En France, le « cas irlandais » est observé de près. Nicolas Dupont-Aignan, président de Debout la République et ferme adversaire du traité de Lisbonne compte sur les Irlandais : « si rien ne se passe en France, ils peuvent encore faire la différence. » Aidé par le groupe souverainiste européen Indépendance et Démocratie, il compte aller faire campagne à Dublin pour le « non », comme d'autres partisans du traité iront encourager le « oui ». Une mobilisation qui rappelle celle du référendum sur le traité de Nice… que les Irlandais avaient rejeté en 2001.
Angleterre : le seul Etat membre foncièrement noniste

Le voisin de l'Irlande est pour sa part dans une situation particulière : ne s'étant pas arrêté sur le mode de validation du traité de Lisbonne, il peut encore décider d'opter pour le référendum. Le mode d'adoption dépendra en grande partie du résultat du vote irlandais. Mieux vaut dire « non » après Dublin que de recevoir le bonnet d'âne pour avoir stoppé le processus de ratification en s'en remettant aux urnes. Car le Royaume-Uni a cela de particulier que non seulement l'opinion est traditionnellement contre la montée en puissance de l'Europe mais aussi la majorité de sa classe politique ! « Même les médias sont pour le non », souligne Christophe Beaudoin, président de l'Observatoire de l'Europe après le non. Cette situation met le Premier ministre, Gordon Brown, dans une situation délicate : alors qu'il bénéfice de moins en moins du soutien de l'opinion, l'opposition conservatrice le pousse à organiser un référendum… pour lui donner la responsabilité de son éventuel échec !
 
Belgique : petit souci de gouvernement provisoire

Si la Belgique a pris l'option parlementaire, c'était avant le début de la crise qui l'a privé de gouvernement. L'arrivée d'un cabinet provisoire mené par Guy Verhofstadt, l'ancien premier ministre, ne fait que déplacer la question : en droit constitutionnel, un gouvernement provisoire ne peut en effet traiter que des questions relevant des « affaires courantes ». D'où le débat qui, depuis le retour en fonction de Verhofstadt, agite les pages du quotidien Le Soir : l'adoption d'un traité européen est-elle une affaire courante ? Entre juristes, la bataille fait d'autant plus rage qu'un précédent existe : le 2 février 1992, le traité de Maastricht fut signé alors que le gouvernement issu des élections du 24 novembre 1991 n'avait pas été formé. La situation est ici sensiblement différente dans la mesure où ce n'est pas le délai de formation du nouveau gouvernement qui retarde la mise en place d'un cabinet mais une crise politique majeure qui empêche tout accord. Dans ce cas, il serait presque plus simple de passer par un référendum, les Belges étant considérés comme les plus euroenthousiastes de l'Union ! 

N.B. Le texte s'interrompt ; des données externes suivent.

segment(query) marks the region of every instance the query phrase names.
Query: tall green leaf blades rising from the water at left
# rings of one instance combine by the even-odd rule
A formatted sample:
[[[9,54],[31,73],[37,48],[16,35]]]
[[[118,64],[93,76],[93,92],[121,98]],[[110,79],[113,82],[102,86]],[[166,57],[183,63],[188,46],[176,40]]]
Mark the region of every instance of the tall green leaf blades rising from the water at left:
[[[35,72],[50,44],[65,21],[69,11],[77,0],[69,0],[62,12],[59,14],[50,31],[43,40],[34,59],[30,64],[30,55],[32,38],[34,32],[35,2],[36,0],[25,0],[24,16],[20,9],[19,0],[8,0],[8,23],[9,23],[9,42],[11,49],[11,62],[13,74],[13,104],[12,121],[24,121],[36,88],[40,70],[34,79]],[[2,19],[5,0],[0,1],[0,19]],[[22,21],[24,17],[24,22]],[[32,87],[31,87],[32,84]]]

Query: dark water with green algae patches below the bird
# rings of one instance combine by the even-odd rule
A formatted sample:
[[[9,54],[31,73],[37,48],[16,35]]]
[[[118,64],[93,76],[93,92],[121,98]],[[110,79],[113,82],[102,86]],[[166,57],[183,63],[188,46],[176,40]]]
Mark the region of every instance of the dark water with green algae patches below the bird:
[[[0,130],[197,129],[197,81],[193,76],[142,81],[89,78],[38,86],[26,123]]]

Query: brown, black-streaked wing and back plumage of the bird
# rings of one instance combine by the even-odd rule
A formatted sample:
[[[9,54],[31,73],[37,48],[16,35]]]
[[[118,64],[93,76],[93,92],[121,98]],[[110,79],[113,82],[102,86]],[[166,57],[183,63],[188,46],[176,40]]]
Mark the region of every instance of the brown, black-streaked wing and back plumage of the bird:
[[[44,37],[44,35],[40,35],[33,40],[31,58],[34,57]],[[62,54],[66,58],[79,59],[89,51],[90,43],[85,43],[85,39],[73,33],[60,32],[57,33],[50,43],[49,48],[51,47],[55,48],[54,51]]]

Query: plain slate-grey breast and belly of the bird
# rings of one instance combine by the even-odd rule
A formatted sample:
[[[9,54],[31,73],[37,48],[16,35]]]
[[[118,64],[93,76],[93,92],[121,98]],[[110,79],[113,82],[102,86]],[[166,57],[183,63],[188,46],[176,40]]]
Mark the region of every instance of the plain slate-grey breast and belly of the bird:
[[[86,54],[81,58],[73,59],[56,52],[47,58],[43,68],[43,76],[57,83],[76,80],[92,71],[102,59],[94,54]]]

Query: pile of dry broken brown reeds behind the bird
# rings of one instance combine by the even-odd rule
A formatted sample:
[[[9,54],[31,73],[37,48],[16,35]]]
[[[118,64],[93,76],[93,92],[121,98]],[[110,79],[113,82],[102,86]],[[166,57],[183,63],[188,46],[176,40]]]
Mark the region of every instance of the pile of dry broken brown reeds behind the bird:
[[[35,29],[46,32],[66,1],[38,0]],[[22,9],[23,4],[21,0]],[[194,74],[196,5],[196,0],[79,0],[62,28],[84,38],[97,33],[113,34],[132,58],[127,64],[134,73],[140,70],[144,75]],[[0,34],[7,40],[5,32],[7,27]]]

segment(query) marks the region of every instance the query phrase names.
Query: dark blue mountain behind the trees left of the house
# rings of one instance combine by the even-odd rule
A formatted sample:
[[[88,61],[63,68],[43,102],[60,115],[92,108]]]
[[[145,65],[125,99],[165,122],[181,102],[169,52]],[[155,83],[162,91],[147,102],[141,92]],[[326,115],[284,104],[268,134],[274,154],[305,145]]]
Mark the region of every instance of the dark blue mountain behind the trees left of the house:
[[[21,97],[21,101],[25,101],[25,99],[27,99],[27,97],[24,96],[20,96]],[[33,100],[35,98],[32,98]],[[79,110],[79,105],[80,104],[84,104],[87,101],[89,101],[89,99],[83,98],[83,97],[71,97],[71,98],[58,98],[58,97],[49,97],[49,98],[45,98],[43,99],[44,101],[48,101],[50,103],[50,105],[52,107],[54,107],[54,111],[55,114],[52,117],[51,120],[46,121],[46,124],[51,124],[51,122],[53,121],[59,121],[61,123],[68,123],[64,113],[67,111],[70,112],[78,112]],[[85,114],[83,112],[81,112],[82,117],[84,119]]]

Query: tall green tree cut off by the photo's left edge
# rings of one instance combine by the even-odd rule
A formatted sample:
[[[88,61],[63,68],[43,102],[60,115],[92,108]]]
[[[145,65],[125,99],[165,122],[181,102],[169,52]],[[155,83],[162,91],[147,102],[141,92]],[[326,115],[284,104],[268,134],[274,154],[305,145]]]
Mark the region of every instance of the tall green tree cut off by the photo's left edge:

Danemark : la possibilité d'un référendum

Un rapport a aujourd'hui été rendu par le ministre de la Justice sur le traité de Lisbonne, assurant que ce dernier ne menaçait pas la souveraineté de ce pays qui avait déjà refusé la première version du traité de Maastricht (avant d'en accepter une version amendée). Mardi 11 décembre, le Premier ministre annoncera le mode de scrutin retenu. Les élections législatives du 13 novembre dernier n'ont donné lieu à aucun débat sur la question européenne : la majorité libérale conservatrice est en effet aussi favorable au traité de Lisbonne que les socio-démocrates et les socialistes. Hormis un excès de confiance qui pourrait pousser le Premier ministre à choisir l'option référendaire, il est peu probable qu'il prenne le risque.

Car, depuis 2005, le « complexe du référendum » plane sur tout ceux qui osent approcher la voix des urnes, confie-t-on dans les instances européennes. « C'est un outil de déstabilisation politique terrible : tous les Etats membres et partis politiques tomberaient à bras raccourcis sur un gouvernement qui ramènerait le « non » en Europe. » Ainsi que sur le très présomptueux Président français qui a fait de l'adoption du traité une héroïque geste pour se démarquer de « l'échec européen » de Chirac.